# My raw dogs teeth



## neVar (Dec 25, 2009)

So this is my coming 13 year old Aussie Bodi. (the dog who almost died from food allergies as a pup) 

He was on kibble until he was 5ish and then went onto Raw (although i did dehydrated raw for a bit in there too) HE eats mostly ground chicken (no bones in) or chicken backs. rarely necks 

He's getting old, he's gone down a lot in the last two weeks  but his teeth are still fantastic. He's NEVER had them cleaned EVER. 

(sorry you can't see the back teeth one hand big dog and camera i could only hold so much of his lip up- but the back teeth are a bit cleaner then the fronts  )


----------



## Olie (Oct 10, 2009)

So rewarding!! Those chompers look amazing and I know your dogs love you for it!


----------



## CharismaticMillie (Jun 16, 2010)

Good teefers! Such a good mommy you are. Henry was kibble fed for 2 years and his teeth already had significant plaque in the back. Since starting raw feeding the plaque is slowly disappearing! I hope the trend continues! I also hope Millie never develops plaque since she began raw at 10 months


----------



## neVar (Dec 25, 2009)

i was bored so looked at my other dogs teeth (when torturing them by grinding nails) LOL my rescue boy who is 3.5 and on raw 1.5 years. His teeth look about the same as the old boys. However he also eats significantly LESS then the others. As he's only 20lbs


----------



## Olie (Oct 10, 2009)

neVar said:


> However he also eats significantly LESS then the others. As he's only 20lbs


What do you tend to feed the smaller dogs? My 2 small breeds (8 & 13 lbs) are picky and like chicken, pork and sardines. Thats the bulk of their Raw. They also eat much less bone.


----------



## neVar (Dec 25, 2009)

Oh my 'smallest' is 20lbs and he eats chicken backs like no tomorrow. Bella as a puppy didn't quite figure them out (have the strength to chew through all the bones) until she was 5months ish. I still gave them to her let her gnaw off what she could then would give the rest to someone else. Necks are also good for the small guys


----------



## flyingduster (Sep 6, 2009)

While I love this as an example of raw food doing wonders for teeth, and I agree it IS very good for the teeth, I still think of the fact that my 12 year old has teeth like that, that have also never ever been cleaned, and she's been fed on kibble her entire life. Really crap stuff up until last year too! Some dogs just *have* good teeth, regardless.
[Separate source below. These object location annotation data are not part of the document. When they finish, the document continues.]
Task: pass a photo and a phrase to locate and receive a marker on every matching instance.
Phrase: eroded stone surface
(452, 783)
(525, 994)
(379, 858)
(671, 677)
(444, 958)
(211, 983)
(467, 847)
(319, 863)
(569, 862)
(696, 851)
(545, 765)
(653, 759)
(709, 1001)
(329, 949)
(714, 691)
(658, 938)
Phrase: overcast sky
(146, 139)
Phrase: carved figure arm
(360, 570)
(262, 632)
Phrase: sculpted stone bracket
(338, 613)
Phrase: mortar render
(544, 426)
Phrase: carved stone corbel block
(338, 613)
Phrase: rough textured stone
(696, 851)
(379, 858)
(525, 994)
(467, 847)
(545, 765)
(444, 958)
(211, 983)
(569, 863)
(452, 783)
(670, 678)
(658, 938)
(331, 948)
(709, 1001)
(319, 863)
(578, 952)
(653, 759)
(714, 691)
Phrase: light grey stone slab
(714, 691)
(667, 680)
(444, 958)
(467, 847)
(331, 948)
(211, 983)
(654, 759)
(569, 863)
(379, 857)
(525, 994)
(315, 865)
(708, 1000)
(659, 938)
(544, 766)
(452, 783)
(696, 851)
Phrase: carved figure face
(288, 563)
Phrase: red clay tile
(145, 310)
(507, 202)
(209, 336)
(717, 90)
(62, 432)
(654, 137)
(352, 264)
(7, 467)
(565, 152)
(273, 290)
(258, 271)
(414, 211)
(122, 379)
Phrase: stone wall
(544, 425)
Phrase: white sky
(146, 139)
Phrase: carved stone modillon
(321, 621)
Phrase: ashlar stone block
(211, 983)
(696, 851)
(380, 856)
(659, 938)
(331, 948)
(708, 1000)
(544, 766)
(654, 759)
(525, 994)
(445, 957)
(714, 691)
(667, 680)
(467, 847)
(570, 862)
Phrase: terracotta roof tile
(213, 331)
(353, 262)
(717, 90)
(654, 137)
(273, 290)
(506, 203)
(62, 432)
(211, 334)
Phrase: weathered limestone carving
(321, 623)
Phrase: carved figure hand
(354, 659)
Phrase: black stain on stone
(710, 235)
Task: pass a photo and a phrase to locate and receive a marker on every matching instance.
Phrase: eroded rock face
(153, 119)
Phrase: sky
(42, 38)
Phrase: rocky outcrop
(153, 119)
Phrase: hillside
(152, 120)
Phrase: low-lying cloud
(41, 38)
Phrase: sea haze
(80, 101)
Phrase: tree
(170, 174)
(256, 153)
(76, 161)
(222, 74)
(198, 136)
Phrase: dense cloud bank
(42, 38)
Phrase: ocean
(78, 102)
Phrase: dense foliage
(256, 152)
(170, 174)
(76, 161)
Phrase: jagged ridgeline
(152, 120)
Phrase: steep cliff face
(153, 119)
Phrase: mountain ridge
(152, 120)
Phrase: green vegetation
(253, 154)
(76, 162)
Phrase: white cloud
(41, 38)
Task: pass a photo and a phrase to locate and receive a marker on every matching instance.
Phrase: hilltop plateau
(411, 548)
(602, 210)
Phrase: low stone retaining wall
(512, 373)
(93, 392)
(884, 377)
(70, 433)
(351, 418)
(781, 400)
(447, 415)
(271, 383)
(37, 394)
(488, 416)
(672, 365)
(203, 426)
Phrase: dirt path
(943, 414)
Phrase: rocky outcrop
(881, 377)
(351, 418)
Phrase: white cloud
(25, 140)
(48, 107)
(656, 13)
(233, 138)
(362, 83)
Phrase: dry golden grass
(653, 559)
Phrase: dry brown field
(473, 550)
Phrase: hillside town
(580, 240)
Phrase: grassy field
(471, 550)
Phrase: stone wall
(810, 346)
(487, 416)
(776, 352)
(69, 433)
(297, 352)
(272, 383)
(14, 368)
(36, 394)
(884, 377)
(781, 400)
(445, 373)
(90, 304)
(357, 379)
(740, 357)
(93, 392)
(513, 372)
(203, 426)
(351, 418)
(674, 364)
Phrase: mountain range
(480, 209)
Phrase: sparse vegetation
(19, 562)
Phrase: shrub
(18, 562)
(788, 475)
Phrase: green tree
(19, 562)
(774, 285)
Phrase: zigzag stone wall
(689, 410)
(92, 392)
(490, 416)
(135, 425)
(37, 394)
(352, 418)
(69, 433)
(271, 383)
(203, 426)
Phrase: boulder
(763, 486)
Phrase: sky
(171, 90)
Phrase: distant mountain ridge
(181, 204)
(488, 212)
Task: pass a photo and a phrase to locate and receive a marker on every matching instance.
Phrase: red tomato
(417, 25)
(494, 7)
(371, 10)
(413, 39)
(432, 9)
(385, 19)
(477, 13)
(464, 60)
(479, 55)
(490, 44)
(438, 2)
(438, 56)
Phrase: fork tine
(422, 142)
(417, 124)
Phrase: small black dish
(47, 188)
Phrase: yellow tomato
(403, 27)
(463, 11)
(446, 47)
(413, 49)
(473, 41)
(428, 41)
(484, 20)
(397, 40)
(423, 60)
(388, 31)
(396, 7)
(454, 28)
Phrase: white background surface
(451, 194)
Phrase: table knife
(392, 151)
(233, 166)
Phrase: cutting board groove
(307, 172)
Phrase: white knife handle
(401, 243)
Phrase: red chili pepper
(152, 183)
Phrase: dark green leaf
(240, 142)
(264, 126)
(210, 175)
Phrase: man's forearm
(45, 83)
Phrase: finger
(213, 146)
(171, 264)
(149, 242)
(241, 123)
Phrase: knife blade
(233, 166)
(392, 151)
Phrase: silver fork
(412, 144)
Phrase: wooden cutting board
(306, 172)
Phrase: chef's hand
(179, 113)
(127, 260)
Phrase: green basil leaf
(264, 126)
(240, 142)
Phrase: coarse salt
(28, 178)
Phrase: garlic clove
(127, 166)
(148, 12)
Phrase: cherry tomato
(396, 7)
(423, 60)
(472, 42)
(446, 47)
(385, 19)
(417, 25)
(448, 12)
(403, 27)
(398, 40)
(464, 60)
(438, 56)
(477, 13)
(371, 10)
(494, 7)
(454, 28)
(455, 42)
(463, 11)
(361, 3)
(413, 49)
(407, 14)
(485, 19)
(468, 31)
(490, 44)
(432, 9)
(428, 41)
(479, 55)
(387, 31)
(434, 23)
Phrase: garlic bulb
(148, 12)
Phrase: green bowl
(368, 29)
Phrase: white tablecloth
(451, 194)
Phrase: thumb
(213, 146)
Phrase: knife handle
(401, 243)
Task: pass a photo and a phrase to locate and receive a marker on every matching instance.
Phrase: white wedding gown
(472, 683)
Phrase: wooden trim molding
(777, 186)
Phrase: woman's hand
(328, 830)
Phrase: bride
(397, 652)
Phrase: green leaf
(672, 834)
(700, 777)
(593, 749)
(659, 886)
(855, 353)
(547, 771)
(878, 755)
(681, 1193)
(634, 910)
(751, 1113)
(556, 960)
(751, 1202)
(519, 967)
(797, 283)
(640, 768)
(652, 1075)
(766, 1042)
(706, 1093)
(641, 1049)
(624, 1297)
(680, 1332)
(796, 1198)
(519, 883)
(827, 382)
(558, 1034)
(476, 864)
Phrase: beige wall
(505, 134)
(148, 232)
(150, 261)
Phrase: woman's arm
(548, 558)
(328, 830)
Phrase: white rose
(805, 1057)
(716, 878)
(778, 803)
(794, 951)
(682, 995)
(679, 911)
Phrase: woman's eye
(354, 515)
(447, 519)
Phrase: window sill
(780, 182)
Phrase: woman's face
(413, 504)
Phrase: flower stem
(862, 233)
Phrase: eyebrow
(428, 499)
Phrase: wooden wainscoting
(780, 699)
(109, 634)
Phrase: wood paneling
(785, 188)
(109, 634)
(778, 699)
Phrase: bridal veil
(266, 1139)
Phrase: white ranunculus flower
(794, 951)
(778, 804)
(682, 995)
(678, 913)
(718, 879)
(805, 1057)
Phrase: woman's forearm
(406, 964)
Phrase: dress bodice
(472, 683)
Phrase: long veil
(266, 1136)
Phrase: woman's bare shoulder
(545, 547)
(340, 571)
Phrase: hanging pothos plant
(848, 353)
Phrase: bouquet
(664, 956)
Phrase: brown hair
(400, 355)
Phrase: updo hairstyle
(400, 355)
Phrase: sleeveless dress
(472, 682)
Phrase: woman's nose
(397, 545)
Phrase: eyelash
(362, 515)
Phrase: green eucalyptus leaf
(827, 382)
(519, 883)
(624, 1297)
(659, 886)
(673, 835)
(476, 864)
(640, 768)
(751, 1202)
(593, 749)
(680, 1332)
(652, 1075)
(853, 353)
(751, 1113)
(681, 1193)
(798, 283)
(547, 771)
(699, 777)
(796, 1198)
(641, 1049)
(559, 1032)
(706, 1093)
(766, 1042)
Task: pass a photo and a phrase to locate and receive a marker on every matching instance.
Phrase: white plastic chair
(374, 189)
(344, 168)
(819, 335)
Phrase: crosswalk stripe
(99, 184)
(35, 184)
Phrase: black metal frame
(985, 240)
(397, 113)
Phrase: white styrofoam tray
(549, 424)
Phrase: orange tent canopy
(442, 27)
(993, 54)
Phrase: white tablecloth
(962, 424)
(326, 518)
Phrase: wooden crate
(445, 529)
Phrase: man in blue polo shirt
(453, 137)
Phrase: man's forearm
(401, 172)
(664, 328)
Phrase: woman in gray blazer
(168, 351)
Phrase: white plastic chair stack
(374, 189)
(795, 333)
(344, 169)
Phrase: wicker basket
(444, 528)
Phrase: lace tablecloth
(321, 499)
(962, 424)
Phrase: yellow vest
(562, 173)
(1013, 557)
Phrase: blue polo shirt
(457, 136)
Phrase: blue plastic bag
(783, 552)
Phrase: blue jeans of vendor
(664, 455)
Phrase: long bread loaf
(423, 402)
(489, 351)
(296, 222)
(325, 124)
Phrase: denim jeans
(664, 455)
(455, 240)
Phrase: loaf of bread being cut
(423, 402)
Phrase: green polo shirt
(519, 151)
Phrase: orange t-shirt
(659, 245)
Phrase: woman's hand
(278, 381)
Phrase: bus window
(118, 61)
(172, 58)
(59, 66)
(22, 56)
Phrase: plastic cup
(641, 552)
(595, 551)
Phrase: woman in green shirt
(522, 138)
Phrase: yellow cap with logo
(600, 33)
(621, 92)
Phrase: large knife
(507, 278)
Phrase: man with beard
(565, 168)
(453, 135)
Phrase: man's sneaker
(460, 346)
I DO agree though that raw feeding is better for the teeth compared to kibble feeding though, and if a dog has bad teeth then raw is going to be far better for it's teeth. But if it's got good teeth, then it doesn't matter what it's fed.


----------



## CharismaticMillie (Jun 16, 2010)

flyingduster said:


> But if it's got good teeth, then it doesn't matter what it's fed.


I'm going to have to disagree with you on that one!  Of course it matters what they are fed! 

I know you didn't mean it like that though!


----------



## bigpoodleperson (Jul 14, 2009)

Hmmm, im going to have to stand on the fence on this one (and i am not very good at balancing on things/scared of heights). I have seen dogs that just *have* good teeth. Some dont even chew on things, and yet never need them cleaned/have minimul tarter buildup. I have also seen dogs that no matter what is done, just have Bad teeth! One dog in particular comes to mind. A little skipperky (i know COMPLETELY wrong spelling!!! But you all can sound it out! Had her teeth cleaned every since year, and o brushed in between. Had at Least 2 major teeth pulled every year. 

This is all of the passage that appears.